Quando eu era criança, ela costumava deitar-se ao meu lado na cama e contar estórias, algumas conhecidas, outras inventadas. Era difícil chegar ao final – eu dormia antes da metade; mas se ela se movesse, eu acordava e pedia para continuar.
Ela gostava de ler, trazia livros da biblioteca pública ou pedia emprestado de alguém. Em casa tinha muitos afazeres, mas quando possível, estava com um livro. A mãe tinha certa estranheza com aquilo: “Que tanto lê esta menina?”. O pai achava tanta leitura perda de tempo: “Ler o que os outros escrevem – que bobagem!”. Romances, dramas, novelas só serviam para criar ilusão nas pessoas, dizia. Seu foco de interesse era outro, o noticiário: os rumos da política em geral; tinha receio de conflitos armados – “uma pequena fagulha pode dar início a outra guerra”.
De certa forma, nossos papéis se inverteram, a contadora de estórias sou eu. Hoje, trouxe um conto para ler em voz alta. É sobre uma mulher que vive só. Ao comparecer à missa, se depara com um cachorro na escadaria da igreja; após abanar o rabo, começa a segui-la. De início, fica assustada, mas depois acaba por levá-lo para casa. Dá-lhe um nome: Vagarinho.

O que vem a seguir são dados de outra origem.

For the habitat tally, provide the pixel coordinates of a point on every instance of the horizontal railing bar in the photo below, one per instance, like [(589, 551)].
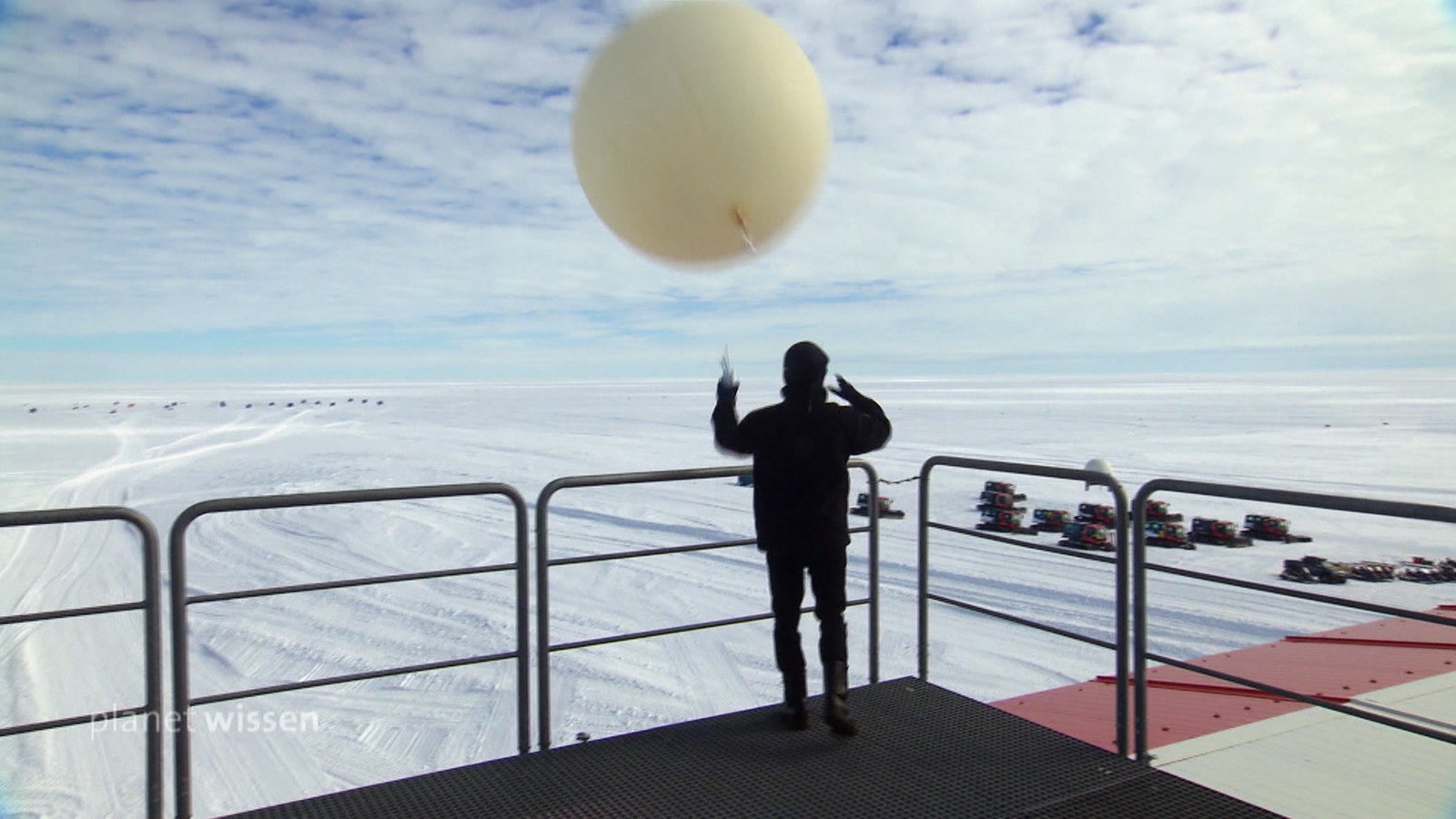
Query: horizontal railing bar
[(1299, 593), (1079, 554), (65, 614), (349, 583), (682, 629), (386, 494), (650, 552), (399, 671), (72, 722), (1023, 622), (1309, 700), (1314, 500)]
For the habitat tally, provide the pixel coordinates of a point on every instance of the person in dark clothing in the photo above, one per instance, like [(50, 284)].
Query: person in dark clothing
[(800, 450)]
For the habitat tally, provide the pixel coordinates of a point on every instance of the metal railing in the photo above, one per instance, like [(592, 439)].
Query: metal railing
[(545, 562), (184, 702), (1309, 500), (150, 605), (1121, 562)]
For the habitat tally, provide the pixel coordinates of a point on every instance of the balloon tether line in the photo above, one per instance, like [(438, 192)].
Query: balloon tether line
[(743, 229)]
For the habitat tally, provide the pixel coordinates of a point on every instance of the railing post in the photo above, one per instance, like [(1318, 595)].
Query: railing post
[(1123, 571), (543, 561), (152, 622), (181, 599), (1285, 497)]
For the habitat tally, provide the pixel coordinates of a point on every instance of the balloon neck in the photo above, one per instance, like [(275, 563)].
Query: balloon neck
[(743, 229)]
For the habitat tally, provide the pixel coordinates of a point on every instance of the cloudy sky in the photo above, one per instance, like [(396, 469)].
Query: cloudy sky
[(382, 189)]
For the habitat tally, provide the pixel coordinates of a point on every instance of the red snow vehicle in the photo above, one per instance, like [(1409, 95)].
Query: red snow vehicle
[(1005, 521), (1218, 532), (1050, 519), (1082, 535), (1097, 513), (1158, 511), (1270, 528), (1004, 489), (1168, 535)]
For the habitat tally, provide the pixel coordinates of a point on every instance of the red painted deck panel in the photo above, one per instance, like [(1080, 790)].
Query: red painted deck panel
[(1339, 663)]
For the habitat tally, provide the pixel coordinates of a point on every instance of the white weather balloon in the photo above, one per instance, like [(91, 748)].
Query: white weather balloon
[(701, 131)]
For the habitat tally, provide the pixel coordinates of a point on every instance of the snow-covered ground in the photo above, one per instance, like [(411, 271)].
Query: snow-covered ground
[(160, 450)]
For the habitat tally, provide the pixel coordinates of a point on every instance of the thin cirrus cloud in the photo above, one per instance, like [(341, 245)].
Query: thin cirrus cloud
[(366, 189)]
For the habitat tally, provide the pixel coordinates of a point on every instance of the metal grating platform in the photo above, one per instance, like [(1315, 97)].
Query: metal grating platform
[(922, 751)]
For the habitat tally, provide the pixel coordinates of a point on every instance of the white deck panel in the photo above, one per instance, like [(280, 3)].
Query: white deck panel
[(1320, 763)]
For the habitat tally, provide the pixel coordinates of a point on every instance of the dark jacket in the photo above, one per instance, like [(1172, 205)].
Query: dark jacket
[(800, 450)]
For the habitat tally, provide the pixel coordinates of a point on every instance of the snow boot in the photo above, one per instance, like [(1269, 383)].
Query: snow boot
[(836, 690), (794, 714)]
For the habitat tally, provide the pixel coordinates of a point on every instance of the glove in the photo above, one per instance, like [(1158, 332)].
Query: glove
[(846, 390), (727, 389)]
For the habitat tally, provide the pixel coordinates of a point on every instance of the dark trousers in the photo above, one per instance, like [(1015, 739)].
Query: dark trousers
[(826, 570)]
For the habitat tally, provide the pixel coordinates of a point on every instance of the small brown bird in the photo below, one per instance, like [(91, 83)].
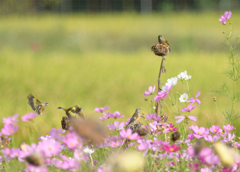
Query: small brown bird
[(161, 49), (163, 41), (36, 104), (136, 116), (78, 111), (73, 111)]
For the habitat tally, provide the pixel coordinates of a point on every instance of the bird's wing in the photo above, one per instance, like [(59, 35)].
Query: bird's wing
[(33, 102)]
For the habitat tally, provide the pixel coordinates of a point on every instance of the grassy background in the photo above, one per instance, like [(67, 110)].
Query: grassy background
[(105, 59)]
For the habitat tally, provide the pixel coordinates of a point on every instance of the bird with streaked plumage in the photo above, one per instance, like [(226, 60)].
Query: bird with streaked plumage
[(36, 104), (162, 48), (73, 111), (136, 116)]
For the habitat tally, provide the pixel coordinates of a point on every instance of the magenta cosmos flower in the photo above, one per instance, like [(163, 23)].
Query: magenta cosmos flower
[(171, 149), (29, 116), (192, 100), (10, 119), (180, 118), (128, 134), (115, 115), (150, 90), (188, 109), (9, 129), (116, 126), (225, 17), (101, 109)]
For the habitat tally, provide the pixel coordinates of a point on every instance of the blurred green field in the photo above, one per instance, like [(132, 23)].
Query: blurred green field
[(96, 60)]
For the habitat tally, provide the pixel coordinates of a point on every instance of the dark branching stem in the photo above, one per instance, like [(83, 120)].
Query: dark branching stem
[(162, 70)]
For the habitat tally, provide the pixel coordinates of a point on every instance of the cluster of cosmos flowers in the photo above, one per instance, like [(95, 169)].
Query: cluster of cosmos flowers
[(169, 145)]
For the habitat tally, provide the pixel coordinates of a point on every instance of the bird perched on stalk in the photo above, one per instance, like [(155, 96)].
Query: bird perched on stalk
[(161, 49), (72, 111), (136, 116), (36, 104)]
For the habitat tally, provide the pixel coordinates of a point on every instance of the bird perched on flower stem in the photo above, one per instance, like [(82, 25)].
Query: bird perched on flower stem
[(136, 116), (36, 104), (72, 111), (161, 49)]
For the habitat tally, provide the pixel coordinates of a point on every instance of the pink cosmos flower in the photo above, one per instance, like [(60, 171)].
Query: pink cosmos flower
[(104, 117), (214, 129), (72, 140), (56, 134), (150, 90), (228, 127), (181, 118), (116, 126), (101, 109), (188, 109), (171, 128), (11, 119), (128, 134), (229, 139), (9, 129), (29, 116), (225, 17), (153, 116), (49, 147), (194, 166), (144, 144), (115, 115), (160, 96), (116, 143), (192, 100), (211, 139), (171, 149)]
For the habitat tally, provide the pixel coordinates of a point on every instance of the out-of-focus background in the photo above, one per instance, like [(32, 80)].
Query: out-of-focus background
[(97, 52)]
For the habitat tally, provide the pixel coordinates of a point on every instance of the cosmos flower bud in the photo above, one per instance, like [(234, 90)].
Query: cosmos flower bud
[(225, 154)]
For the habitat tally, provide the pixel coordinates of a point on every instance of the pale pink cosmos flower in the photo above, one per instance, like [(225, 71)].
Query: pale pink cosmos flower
[(101, 109), (200, 131), (29, 116), (116, 143), (227, 15), (215, 129), (150, 90), (56, 134), (192, 100), (11, 119), (9, 129), (129, 135), (72, 140), (228, 127), (116, 126), (181, 118), (229, 139), (160, 96), (188, 109), (49, 147), (153, 116), (115, 115), (211, 139), (171, 148)]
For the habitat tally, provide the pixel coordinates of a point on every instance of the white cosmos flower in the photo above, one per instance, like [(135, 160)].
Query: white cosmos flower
[(183, 97), (87, 150), (172, 81)]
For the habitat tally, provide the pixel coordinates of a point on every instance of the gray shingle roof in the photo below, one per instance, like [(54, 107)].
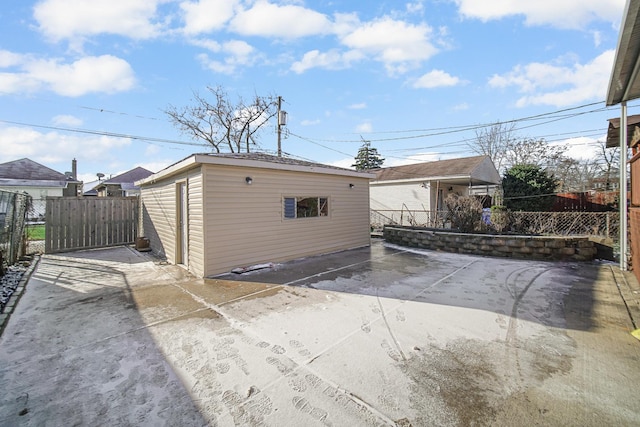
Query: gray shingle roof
[(28, 170), (130, 177), (272, 159), (442, 168)]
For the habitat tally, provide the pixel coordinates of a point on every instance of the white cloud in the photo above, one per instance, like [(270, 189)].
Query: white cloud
[(581, 148), (364, 127), (77, 19), (55, 147), (566, 14), (558, 85), (67, 120), (9, 59), (415, 158), (434, 79), (204, 16), (398, 44), (238, 54), (97, 74), (415, 7), (331, 60), (288, 21), (343, 163)]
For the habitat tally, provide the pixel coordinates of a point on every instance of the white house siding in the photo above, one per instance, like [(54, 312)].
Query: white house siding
[(398, 196), (245, 225), (39, 197)]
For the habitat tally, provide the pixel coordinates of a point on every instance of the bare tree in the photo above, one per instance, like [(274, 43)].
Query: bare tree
[(506, 150), (221, 123), (494, 142), (574, 175), (608, 160), (529, 151)]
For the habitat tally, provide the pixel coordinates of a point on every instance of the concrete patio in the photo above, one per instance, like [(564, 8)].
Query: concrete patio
[(373, 336)]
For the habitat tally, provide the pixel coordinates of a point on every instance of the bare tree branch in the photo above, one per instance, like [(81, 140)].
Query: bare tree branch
[(221, 123)]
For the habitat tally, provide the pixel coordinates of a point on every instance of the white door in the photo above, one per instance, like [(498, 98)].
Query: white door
[(182, 249)]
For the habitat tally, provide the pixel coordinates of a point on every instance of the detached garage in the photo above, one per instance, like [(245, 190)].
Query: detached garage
[(216, 212)]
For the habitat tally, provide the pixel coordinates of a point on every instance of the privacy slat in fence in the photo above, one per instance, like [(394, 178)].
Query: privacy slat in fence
[(73, 223)]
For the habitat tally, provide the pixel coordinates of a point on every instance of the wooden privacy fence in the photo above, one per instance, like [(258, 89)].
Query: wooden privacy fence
[(73, 223)]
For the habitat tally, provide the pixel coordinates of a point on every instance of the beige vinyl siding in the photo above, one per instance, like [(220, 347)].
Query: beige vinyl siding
[(245, 225), (196, 223), (159, 203)]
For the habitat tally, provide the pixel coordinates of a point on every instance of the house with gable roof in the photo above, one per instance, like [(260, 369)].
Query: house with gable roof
[(424, 186), (122, 185), (39, 181)]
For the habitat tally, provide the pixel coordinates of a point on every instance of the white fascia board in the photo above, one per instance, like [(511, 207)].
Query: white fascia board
[(424, 179), (182, 165), (196, 159), (251, 163)]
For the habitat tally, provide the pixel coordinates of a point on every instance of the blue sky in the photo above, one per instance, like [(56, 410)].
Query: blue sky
[(414, 77)]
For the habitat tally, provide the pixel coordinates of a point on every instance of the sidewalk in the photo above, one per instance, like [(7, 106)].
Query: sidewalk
[(375, 336)]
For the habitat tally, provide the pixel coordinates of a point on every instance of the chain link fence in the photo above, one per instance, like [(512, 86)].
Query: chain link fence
[(596, 224), (14, 210)]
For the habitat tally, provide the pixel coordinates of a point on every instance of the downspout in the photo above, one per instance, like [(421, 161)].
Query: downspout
[(623, 188)]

Ela também tinha um cachorro, encontrado com fome e machucado na rua; tratou dele, dava-lhe comida, cuidava de suas feridas; briguento, se atracava com outros cachorros da vizinhança, como era difícil apartar essas brigas! Dentro de casa não podia entrar, a mãe proibia. Então, ficavam juntos na varanda, ela sempre com algum livro nas mãos, e em seus pés, a carícia de pelos macios.
Enquanto eu conto a estória de Vagarinho, minha irmã permanece sentada em silêncio. Ao final da leitura, apoia as mãos nos braços da cadeira, começa a mover o tronco, incessantemente, como um pêndulo, para frente e para trás. Parece dizer algo assim:
— Agora, vamos! Vamos!
Mente, lembranças, que com certeza estão no lugar especial, que é o coração! Nos momentos juntas, hoje com breves despertar, é a ligação que sempre terão. Laços na vida que temos por um tempo… além desta vida, existe o eterno. Sorrisos, histórias, brincadeiras de uma infância que será o reencontro das irmãs que se amam com um abraço cheio de carinho. Lourdes, obrigada por escrever com tanta emoção e carinho.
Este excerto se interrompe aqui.